Ya no sabía quién usaba a quién. Pero estaba dispuesto a jugar según sus reglas.
—Este es mi Camino, mi peregrinaje dibujado en letras de molde —dije señalando mis escritos.
—Veo que te gusta la filosofía —me dijo—. Para qué indagar el qué y el porqué de las cosas.
Soy Filósofo porque soy hombre. No me importa si es útil filosofar, aunque no puedo evitarlo, le contesté.
No lo sé, pero tengo que intentar saberlo. Soy un eterno buscador de respuestas a las preguntas esenciales.
—¿Y dónde pretendés encontrar las respuestas? —dijo el Escriba.
—En el camino.
—Retomemos tu Diario. ¿Dónde sitúas tu comienzo?
—atinó a preguntar.
—Leé —respondí, ofreciéndole un puñado de hojas cuyo encabezado rezaba:
“Mi Primera Muerte”.
La consciencia, ese primer atisbo del ser, puedo remontarla alrededor de mis primeros tres años. Antes de ello fui seguramente, pero no lo recuerdo. Esa parte de mi vida no está almacenada en mi memoria, o debe estarlo allá en lo recóndito, en ese lugar inaccesible donde depositamos los trozos de un pasado cuyo recuerdo no resulta imprescindible.

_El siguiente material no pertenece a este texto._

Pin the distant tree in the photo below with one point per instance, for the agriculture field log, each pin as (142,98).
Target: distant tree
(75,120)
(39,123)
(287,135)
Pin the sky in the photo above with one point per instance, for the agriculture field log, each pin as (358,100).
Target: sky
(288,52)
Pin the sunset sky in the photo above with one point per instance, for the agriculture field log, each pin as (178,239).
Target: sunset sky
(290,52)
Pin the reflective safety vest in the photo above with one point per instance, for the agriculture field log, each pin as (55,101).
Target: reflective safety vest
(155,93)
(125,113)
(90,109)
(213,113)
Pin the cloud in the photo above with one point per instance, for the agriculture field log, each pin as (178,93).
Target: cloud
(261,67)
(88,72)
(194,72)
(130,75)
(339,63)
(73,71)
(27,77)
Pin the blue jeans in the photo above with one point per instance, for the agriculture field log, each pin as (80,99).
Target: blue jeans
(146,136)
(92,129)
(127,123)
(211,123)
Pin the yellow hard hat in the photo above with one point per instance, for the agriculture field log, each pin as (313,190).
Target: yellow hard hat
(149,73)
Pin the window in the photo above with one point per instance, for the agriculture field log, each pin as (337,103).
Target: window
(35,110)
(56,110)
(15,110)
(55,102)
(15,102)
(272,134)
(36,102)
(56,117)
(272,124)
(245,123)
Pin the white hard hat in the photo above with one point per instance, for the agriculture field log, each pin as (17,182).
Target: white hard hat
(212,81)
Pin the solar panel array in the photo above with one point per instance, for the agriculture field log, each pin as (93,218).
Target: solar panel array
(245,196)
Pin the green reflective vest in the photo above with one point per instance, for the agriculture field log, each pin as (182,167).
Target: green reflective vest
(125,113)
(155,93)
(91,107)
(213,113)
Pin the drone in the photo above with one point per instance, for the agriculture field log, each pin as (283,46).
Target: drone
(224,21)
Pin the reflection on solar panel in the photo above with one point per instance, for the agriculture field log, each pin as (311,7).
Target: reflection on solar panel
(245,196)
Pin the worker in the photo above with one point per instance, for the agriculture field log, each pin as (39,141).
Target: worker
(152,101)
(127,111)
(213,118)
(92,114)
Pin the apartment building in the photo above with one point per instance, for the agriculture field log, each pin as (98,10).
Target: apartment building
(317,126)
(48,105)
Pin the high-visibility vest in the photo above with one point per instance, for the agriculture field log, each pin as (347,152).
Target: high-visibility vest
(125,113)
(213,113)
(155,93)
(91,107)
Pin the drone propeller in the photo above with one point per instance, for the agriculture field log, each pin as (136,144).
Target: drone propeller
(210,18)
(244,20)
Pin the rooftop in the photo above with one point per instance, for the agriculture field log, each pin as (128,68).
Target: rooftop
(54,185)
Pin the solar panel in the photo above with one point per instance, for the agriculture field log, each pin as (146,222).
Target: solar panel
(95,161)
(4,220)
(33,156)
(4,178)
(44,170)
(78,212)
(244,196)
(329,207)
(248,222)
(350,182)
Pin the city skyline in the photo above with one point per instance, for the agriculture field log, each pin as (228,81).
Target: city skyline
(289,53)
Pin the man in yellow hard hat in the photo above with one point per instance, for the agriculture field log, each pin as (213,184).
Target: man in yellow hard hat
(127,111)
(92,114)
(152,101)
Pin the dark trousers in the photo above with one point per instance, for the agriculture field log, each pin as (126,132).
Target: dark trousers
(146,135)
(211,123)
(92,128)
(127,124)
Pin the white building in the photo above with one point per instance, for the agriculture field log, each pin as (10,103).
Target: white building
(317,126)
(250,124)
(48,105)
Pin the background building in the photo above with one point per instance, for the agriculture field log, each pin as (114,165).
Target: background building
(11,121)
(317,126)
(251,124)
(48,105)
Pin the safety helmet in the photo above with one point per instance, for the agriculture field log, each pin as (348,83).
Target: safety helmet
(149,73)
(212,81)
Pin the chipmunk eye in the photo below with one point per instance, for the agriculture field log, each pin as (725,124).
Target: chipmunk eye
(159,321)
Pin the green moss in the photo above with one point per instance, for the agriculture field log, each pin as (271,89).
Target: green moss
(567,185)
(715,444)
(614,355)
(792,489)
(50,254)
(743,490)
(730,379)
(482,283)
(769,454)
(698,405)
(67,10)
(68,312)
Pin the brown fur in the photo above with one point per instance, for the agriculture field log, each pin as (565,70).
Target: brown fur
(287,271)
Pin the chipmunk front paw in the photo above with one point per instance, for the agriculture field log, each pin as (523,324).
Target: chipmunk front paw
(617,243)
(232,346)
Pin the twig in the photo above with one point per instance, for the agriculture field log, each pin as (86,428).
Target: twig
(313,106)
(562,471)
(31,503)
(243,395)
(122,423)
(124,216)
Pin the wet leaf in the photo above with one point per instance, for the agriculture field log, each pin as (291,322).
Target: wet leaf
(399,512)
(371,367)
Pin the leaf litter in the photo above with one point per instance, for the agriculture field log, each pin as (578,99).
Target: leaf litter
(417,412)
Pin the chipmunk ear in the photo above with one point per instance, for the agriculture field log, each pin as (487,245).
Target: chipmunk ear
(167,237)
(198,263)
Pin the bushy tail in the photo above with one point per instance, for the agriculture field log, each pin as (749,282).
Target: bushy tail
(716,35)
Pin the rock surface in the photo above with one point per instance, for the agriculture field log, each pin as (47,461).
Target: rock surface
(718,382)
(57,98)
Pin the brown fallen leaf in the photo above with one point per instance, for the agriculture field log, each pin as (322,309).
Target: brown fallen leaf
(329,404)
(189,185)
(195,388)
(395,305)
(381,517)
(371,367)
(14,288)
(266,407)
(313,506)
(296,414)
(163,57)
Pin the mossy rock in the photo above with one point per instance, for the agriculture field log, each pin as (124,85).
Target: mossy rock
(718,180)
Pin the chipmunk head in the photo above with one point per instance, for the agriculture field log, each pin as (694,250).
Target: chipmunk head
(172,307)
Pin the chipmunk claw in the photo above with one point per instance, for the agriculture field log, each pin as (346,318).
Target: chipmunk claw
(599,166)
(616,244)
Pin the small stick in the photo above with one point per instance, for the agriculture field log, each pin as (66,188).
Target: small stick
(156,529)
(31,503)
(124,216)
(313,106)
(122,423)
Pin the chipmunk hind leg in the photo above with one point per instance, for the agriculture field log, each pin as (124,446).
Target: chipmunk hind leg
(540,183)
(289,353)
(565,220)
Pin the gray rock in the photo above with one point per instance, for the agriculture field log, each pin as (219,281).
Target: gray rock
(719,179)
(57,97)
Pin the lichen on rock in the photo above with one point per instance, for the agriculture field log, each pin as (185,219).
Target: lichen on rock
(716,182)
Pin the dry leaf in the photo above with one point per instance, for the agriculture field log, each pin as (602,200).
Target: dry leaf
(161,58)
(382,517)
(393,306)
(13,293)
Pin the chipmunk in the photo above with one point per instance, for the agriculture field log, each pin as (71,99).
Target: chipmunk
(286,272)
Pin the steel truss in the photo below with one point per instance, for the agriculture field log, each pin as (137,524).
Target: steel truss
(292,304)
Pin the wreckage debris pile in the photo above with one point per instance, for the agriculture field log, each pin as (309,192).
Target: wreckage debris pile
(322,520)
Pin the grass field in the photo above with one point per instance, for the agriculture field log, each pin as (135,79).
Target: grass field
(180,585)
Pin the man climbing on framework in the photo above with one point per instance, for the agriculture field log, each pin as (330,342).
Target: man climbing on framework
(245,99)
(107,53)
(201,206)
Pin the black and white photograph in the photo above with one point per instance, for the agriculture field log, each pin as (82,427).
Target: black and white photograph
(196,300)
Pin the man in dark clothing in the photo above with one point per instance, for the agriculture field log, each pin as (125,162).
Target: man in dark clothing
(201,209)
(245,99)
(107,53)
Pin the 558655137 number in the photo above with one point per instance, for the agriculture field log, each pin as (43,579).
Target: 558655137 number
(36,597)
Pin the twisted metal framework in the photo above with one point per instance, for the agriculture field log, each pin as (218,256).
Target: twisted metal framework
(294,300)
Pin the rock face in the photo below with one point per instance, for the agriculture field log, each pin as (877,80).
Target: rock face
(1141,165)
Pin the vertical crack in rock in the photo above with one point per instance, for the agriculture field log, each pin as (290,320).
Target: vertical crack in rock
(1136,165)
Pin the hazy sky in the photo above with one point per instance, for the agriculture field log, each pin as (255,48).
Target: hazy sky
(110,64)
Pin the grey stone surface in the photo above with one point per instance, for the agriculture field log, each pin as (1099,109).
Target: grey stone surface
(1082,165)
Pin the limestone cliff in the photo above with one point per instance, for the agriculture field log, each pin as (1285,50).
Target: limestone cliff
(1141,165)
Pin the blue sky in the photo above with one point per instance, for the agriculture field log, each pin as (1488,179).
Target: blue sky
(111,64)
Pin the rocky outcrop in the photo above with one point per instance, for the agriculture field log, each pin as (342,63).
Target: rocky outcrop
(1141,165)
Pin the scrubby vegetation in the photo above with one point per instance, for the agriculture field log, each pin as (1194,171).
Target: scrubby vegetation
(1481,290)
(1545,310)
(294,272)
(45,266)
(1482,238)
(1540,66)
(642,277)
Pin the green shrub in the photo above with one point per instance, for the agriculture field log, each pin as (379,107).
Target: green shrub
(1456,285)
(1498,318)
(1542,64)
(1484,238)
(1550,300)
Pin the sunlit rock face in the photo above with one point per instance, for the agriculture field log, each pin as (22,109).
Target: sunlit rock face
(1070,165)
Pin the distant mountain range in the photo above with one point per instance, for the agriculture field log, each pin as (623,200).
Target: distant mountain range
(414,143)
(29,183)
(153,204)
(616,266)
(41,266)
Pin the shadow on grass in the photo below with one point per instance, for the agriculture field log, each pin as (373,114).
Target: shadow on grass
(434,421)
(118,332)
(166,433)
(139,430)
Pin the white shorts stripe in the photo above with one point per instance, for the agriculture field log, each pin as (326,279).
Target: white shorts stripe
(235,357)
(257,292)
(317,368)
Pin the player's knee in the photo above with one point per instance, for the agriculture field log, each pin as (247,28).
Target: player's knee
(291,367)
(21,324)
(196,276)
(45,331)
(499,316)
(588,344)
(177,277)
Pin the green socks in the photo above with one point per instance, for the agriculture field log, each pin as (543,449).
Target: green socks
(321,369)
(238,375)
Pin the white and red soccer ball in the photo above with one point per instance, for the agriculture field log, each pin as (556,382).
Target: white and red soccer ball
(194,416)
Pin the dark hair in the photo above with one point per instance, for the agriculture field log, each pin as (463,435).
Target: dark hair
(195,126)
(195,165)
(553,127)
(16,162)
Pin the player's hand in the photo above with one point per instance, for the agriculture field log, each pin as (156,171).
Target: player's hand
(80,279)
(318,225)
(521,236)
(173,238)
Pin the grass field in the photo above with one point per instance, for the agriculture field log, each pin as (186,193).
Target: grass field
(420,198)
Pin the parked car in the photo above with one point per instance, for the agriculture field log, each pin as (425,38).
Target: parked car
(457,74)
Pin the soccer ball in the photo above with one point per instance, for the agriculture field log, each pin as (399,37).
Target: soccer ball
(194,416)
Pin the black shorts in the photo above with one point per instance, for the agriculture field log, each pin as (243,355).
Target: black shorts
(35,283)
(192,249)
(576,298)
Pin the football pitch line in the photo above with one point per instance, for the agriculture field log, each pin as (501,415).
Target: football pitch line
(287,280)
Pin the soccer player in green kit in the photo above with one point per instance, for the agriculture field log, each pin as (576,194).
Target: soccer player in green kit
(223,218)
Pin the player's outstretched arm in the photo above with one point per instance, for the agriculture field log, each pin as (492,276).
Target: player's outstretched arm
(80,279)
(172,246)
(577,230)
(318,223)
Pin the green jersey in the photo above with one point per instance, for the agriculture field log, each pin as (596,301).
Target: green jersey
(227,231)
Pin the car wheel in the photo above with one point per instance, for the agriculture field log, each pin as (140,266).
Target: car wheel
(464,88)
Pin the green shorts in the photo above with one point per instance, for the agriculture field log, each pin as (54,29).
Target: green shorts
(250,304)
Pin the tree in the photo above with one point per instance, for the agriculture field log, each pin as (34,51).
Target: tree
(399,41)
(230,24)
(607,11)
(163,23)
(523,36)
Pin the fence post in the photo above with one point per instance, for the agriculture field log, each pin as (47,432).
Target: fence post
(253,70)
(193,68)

No recuerdo, y sin embargo caminaba. Mejor dicho, era conducido por el Camino. En los inicios de mi andar no podía valerme por mí mismo. Para todo requería asistencia. Nada me era posible lograr sin auxilio externo.
Mi yo era un inútil envoltorio que pedía y lloraba como todo lactante, sin el cual estaba condenado a muerte.
Ya sin el atávico instinto de supervivencia y la omnipresente figura de mi madre, ese ser en el que fui durante mi primera Vida tuve que desdeñarlo en el horizonte de mi Primera Muerte, pues sencillamente, sin ella nunca hubiera sido.